El chavismo 3.0: un poder tecnocrático que maneja el espionaje económico

Olvídese del chavismo ruidoso y populista de ayer. Hoy, Delcy Rodríguez dirige un aparato sofisticado, calculador y frío que controla aduanas, puertos, sistema financiero, justicia y fuerzas de seguridad. El mensaje es claro: permite crecer, pero solo hasta dónde el régimen decida. La represión ya no es un espectáculo, es una amenaza selectiva para neutralizar cualquier competencia política o económica real.

¿Por qué la presión internacional no funciona?

Las sanciones y amenazas vienen desde oficinas lejanas, sin contacto directo con la realidad diaria venezolana. Sin mecanismos que integren la experiencia sobre el terreno, la estrategia queda reducida a gestos simbólicos sin impacto real. Mientras Washington insiste con su plan top-down, el régimen aprende, se mueve en las grietas del sistema y asegura estabilidad política usando represión como seguro.

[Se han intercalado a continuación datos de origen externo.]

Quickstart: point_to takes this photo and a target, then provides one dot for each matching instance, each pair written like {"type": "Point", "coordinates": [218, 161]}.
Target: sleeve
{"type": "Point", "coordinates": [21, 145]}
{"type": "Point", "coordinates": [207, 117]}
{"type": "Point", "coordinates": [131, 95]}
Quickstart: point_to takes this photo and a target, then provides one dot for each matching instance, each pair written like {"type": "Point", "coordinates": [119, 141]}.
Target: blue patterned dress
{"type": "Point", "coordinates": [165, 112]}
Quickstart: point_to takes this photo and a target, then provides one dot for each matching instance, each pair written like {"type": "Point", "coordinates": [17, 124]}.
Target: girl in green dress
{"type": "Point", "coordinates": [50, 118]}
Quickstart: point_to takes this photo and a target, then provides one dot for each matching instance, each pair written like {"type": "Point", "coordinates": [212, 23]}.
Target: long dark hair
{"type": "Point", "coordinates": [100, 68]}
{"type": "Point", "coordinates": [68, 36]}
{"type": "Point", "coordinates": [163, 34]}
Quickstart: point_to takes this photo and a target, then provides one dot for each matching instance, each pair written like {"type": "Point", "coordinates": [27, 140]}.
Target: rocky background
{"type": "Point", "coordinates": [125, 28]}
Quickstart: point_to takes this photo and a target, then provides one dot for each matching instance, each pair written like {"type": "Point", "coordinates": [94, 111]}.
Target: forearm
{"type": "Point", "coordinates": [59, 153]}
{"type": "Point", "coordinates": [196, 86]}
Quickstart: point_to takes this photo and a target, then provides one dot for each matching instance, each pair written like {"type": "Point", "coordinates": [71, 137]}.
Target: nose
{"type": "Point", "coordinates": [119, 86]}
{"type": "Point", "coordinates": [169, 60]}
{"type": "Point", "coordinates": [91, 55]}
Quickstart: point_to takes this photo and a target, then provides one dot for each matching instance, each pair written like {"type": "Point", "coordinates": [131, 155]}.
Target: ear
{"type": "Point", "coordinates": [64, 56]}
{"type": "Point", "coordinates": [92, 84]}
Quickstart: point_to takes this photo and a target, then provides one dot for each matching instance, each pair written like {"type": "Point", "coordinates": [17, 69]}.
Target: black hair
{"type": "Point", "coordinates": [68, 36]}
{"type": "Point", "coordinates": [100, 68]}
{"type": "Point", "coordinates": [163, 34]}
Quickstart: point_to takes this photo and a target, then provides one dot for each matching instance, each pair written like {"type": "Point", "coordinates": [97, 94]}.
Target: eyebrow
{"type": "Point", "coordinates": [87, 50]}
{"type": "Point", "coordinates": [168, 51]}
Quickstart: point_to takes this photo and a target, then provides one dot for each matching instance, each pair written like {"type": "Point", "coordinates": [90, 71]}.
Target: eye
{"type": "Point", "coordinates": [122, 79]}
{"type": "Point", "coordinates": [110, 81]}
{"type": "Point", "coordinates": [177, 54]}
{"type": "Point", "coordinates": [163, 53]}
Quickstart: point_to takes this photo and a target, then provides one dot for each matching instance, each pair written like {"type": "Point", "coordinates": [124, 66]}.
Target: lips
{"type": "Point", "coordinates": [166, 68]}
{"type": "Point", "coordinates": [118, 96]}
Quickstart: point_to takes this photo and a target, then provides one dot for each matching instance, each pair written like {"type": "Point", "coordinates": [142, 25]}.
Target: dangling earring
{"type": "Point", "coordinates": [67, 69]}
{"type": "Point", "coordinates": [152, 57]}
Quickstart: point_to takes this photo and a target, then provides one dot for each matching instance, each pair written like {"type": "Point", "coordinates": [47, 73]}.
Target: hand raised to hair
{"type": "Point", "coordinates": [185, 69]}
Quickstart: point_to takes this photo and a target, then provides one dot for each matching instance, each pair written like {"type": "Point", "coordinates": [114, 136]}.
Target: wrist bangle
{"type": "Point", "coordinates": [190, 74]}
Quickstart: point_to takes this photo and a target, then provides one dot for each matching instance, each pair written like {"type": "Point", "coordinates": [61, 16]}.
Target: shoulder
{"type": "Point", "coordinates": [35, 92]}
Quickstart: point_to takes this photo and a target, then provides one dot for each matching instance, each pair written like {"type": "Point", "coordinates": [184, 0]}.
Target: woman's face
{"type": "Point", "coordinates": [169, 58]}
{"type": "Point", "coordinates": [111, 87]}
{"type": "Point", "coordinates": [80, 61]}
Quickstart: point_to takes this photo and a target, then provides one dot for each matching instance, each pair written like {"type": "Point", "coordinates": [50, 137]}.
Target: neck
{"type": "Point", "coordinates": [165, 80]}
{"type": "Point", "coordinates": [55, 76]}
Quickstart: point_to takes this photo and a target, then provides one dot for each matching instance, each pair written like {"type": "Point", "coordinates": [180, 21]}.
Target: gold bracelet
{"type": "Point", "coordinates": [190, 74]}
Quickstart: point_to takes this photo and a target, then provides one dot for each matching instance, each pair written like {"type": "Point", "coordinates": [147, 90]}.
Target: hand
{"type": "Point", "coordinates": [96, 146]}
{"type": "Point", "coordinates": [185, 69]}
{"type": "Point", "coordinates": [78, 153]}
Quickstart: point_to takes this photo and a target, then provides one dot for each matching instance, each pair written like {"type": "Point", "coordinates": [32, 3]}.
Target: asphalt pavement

El verdadero techo de Venezuela está en su modelo político-represivo

Aunque los precios del petróleo suban y el comercio fronterizo se reactive, Venezuela no logra la inversión ni la productividad que su potencial natural permitiría. No es un problema de recursos: es un diseño intencional que limita quién puede invertir, crecer y expresarse. La economía está al servicio del control social, y las violaciones de derechos humanos no son un accidente, sino una pieza clave para sostener salarios miserables, servicios colapsados y un sistema apretado de impuestos y regulaciones discrecionales.

Lo que viene: más de lo mismo sin cambios reales

Sin un nuevo contrato social que integre el control político y la apertura económica real, Venezuela seguirá atrapada en un círculo vicioso. La represión seguirá amordazando la protesta y la inversión. Las sanciones aislarán al país pero no derribarán un poder que ha aprendido a ser pragmático y selectivo. La salida exige cambiar el enfoque: entender que política y economía son un solo problema inseparable.